In the fall of 1986, I became severely ill. It started with several months of unshakable diarrhea, followed by gut-wrenching pain. It became so bad that I could not keep any food down. I lost 70 pounds in three months, and I was only thirteen years old. I barely made it through my classes at school, and then I’d go home and sleep. My best friends no longer came over, my mother was sick with worry, and my father thought I was anorexic. When my symptoms began, doctors could not find anything wrong except for “perhaps some allergies.” And when my symptoms grew worse, I was shuffled back and forth between doctors and specialists, each speculating on tumors, liver disease, and other life-threatening conditions. I was subjected to every conceivable test: MRI [magnetic resonance imaging], ultrasounds, u
pper/lower GIs [gastrointestinal studies], blood tests, stool samples, urine tests, X-rays, throat scopes, and others. It took almost nine months to reach the diagnosis of Crohn’s disease.
I was given large doses of prednisone [a steroid drug] and scheduled to have a portion of my bowels surgically removed if I didn’t respond to the medication. Within days of [taking] the steroids, I felt much better. Within weeks I was outside mowing the lawn and eating more in a day than I had eaten previously in a month. At the time, my medications were a miracle.

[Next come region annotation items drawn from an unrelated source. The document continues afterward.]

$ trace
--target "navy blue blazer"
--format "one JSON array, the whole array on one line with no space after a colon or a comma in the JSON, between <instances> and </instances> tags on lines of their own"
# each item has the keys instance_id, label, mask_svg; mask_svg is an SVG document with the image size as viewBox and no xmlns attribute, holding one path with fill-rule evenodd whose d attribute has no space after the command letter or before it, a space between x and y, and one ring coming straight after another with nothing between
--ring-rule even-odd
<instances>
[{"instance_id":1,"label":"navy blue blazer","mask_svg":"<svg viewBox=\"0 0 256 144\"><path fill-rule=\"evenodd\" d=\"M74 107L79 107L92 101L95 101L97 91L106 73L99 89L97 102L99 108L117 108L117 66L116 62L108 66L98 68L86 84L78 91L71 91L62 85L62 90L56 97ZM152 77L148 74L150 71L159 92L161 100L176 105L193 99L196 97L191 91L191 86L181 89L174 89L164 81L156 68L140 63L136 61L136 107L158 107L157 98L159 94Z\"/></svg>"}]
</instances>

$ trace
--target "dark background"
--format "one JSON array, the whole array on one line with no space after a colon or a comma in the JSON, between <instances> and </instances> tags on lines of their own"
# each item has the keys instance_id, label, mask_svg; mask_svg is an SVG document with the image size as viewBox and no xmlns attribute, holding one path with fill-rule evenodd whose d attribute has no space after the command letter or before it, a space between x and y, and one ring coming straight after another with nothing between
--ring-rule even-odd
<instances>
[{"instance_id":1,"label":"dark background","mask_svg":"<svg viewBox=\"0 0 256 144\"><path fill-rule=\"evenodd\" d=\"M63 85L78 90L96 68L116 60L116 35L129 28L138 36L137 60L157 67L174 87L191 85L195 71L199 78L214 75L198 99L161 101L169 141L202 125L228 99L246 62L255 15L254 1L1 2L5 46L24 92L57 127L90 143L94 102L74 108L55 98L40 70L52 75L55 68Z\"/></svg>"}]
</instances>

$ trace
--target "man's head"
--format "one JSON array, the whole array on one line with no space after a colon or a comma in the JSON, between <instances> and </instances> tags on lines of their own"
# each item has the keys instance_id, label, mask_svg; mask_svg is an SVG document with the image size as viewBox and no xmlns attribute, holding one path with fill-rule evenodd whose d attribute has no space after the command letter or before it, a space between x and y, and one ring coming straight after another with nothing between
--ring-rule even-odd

For most of my life I have been cycling between steroids, anti-inflammatory drugs, and immune suppressors. All of these medications alleviated the symptoms, but none treated the underlying disease. My overall health slowly deteriorated. I was severely depressed and powerless to stop my life from slowly wasting away. When questioning doctors, I was given unhelpful speculations: “Crohn’s disease is genetic; it runs in families. It may be caused by a virus or bacterium, it is not contagious, and we do not know what causes this disease.” Every specialist I saw agreed that Crohn’s is not diet-related.
By the time I graduated from college, I became determined to do something. I enrolled in graduate school to learn more about scientific research so that one day I might help find a cure. While in graduate school, I discovered literature about diet-related treatments for a whole range of degenerative illnesses, including Crohn’s disease. All of the diets used to treat Crohn’s disease are very similar to a Paleolithic diet. It became my turn to become responsible for my own health, and I started eating a strict Paleolithic diet. The results were amazing. Within a month I was 90 percent symptom-free. I felt like I had been reborn.